Supply chain planning used to be a lot easier, but in today’s world of global sourcing and an almost infinite array of paths from the source to the customer, the complexity is daunting. That’s why today’s supply chain planning systems cover everything from production, transportation, sales and operations (S&OP), to replenishment planning and much more. Today’s planning solutions are expected to be able to solve a dizzying array of planning challenges businesses face every day, and yet be flexible enough to accommodate the diverse requirements of users from across an expanse of industries.
Organizations considering buying or replacing their planning systems should be aware of the range of features available today and how each might contribute to the overall effectiveness of their supply chain and, most importantly, align with their specific business needs. You may not need each of these features today, or want to pay for them before you actually need them, but don’t eliminate the possibility that you might in the future as your business grows and becomes more complex.
As you review these capabilities, identify your highest priority needs based on the optimization impact each capability might represent, and the relative necessity based on your situation.
- Multiple user functionality. Historically, businesses looked at processes in silos – from production, to inventory to distribution - despite the fact that most are deeply intertwined. This was primarily due to technological limitations as well as a rigid organizational design. Planning in siloed systems is sub optimal and partial. This realization has pushed today’s supply chain management leaders to view their supply chains holistically and increasingly push for syncing diverse planning systems with each other. A comprehensive supply chain planning system today needs to be able to cover all sort of planning needs of users from different departments within a company. Therefore, a multi-user system that allow for close collaboration, linking, and analytics between users at different departments is the de rigueur today.
- Single data model. If a planning system has to support multiple user functionality, it needs to be designed and maintained in a single data mode to support users with different needs while reducing the data integration and conversion requirements that add processing time and operating costs.
- Easy data interface with ERP or other systems. A planning system provides intelligent and actionable plans, typically through mathematical optimization, to the users to make smarter business decisions. Planning systems require data, and a lot of it, on which to build and derive the business intelligence from which it can make actionable plans for its users. In order to efficiently use the planning system, it must be easy for the planning system to interface with a company’s data sources, typically an ERP or a SQL database, with communication running both ways.
- On-the-fly what-if analysis. Planning systems need to give users the ability to easily consider multiple options and contingencies through what-if analysis. Business decisions aren’t made considering only one scenario; examining alternatives allow managers to see tradeoffs and various risk/reward possibilities to arrive at solutions that fit them best. Your planning system must be equipped to support these kind of analysis day in and day out without requiring additional data inputs and support.

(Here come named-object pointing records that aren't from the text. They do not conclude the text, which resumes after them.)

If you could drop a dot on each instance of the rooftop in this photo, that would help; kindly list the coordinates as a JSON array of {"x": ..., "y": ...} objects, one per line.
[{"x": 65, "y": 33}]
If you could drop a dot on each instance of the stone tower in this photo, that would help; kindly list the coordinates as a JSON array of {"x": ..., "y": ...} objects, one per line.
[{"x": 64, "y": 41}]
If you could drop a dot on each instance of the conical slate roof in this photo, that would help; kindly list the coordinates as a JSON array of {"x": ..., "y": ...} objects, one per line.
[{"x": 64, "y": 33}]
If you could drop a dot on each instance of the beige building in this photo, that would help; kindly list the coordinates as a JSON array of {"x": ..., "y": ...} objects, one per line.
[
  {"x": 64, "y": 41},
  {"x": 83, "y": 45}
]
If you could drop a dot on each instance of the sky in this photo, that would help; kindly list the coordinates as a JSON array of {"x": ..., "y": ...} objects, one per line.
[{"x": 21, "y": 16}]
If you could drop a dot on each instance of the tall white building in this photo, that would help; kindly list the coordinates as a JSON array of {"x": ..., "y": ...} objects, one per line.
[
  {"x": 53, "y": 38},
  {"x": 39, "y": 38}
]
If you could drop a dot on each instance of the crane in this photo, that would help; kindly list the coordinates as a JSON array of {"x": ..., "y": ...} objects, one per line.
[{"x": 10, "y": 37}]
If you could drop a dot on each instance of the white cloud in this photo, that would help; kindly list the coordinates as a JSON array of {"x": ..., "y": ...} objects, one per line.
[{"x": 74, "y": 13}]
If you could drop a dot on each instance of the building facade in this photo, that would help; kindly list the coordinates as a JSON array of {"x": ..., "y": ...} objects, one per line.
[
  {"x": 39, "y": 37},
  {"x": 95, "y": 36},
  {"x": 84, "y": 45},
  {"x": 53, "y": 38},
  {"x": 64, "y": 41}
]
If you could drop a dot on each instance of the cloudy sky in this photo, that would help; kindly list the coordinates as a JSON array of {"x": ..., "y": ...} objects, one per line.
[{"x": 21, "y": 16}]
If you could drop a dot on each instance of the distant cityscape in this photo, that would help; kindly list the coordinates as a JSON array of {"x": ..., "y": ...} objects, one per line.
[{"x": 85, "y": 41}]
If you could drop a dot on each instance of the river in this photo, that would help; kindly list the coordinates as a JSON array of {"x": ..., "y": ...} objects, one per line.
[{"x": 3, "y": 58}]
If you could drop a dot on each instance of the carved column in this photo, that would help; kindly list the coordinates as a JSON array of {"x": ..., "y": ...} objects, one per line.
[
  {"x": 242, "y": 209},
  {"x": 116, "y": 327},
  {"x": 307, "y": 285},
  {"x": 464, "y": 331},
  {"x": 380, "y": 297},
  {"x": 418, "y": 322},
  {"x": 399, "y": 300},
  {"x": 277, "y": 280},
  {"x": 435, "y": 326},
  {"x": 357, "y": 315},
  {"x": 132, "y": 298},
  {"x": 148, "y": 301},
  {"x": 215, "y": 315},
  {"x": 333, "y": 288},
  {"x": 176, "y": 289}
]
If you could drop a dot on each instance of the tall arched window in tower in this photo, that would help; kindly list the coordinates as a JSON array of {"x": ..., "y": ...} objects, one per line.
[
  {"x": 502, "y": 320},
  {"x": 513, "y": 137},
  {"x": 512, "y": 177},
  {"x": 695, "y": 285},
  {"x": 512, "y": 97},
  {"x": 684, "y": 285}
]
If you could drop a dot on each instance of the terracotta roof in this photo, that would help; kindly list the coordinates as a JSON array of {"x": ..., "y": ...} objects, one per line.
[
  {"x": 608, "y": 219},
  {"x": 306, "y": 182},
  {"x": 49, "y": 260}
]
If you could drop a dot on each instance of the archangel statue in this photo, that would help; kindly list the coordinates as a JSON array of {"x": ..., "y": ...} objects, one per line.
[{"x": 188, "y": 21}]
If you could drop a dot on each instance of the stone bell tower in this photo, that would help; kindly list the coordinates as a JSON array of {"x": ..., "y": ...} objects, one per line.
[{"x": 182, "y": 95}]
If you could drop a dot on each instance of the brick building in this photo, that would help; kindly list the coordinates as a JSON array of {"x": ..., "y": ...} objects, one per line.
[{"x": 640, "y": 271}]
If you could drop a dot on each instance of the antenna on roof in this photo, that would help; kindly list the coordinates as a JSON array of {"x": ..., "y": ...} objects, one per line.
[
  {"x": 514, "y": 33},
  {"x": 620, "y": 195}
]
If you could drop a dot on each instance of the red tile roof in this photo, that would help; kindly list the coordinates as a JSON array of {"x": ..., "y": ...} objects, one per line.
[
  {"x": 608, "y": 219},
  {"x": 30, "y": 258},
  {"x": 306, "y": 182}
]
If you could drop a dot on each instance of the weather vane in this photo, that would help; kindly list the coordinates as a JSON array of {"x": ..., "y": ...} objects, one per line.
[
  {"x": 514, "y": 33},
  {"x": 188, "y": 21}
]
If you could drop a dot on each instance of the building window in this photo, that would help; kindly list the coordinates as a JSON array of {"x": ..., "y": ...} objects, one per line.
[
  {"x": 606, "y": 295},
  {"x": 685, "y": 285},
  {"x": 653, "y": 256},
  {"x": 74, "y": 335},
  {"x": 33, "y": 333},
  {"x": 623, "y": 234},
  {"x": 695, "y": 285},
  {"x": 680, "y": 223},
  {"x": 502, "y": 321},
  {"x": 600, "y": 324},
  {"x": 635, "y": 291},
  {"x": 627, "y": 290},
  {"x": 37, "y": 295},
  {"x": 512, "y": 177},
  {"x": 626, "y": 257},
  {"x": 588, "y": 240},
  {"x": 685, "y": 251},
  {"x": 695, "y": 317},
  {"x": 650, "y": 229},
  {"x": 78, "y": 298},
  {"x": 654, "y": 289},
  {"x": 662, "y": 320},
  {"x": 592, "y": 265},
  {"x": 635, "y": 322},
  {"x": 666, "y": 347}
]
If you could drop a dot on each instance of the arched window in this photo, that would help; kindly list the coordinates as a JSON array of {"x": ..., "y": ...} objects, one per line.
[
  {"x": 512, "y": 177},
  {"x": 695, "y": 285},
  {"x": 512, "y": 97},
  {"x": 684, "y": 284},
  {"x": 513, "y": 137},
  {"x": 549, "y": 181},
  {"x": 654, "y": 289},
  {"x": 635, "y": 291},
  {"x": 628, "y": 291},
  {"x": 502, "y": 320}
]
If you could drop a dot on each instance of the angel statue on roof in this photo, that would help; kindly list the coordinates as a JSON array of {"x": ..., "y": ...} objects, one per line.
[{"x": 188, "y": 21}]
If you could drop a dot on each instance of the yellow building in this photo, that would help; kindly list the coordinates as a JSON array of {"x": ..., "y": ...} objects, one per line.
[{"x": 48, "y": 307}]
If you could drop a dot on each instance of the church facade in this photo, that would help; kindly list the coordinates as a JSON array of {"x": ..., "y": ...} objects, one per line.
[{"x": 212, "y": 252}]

- Aggregate levels usage. Look for a planning system that provides the ability to aggregate at any level users need, with functionality that allows aggregated levels to be easily introduced to the system to accommodate changing business environments. This helps ensure that a single planning system is being consistently used across your organization – from individual store managers looking at store-level data to a VP of marketing looking at aggregate national level sales data.
- Built-in reports/graphs/maps. The primary purpose of a planning system is to help users make better decisions. In order to achieve this, planning systems must have the features that allow users to create custom reports, graphs or maps easily. It is often through these visual reports, graphs and maps that supply chain managers gain valuable insights to the problems they face and develop intelligent prognosis for their challenges.
- Optimization and heuristic. Optimization analytics are often good for everyday business problems. However, when supply chain problems become larger and complex, the performance of pure optimization suffer. In these instances an approach based on heuristics and optimization are more appropriate. Therefore, a good planning system needs to provide both optimization and heuristics.
- Web-based access. If you’ll likely have multiple users in different regions, the planning system should be available at all times. In addition, users should be able to access the planning system with a common internet browser from a range of desktop to mobile devices. With a common browser, users don’t need to have any additional systems installed thus reducing the need for maintenance and support staff.
As you search for the most appropriate system for your needs, keep all of these functionalities in mind, in a priority order that matches your situation, both now and down the road. Getting the most benefit from the system requires alignment between these features and your needs. If the system you are currently using falls short of this list, it might be time to re-think about the planning system you are using.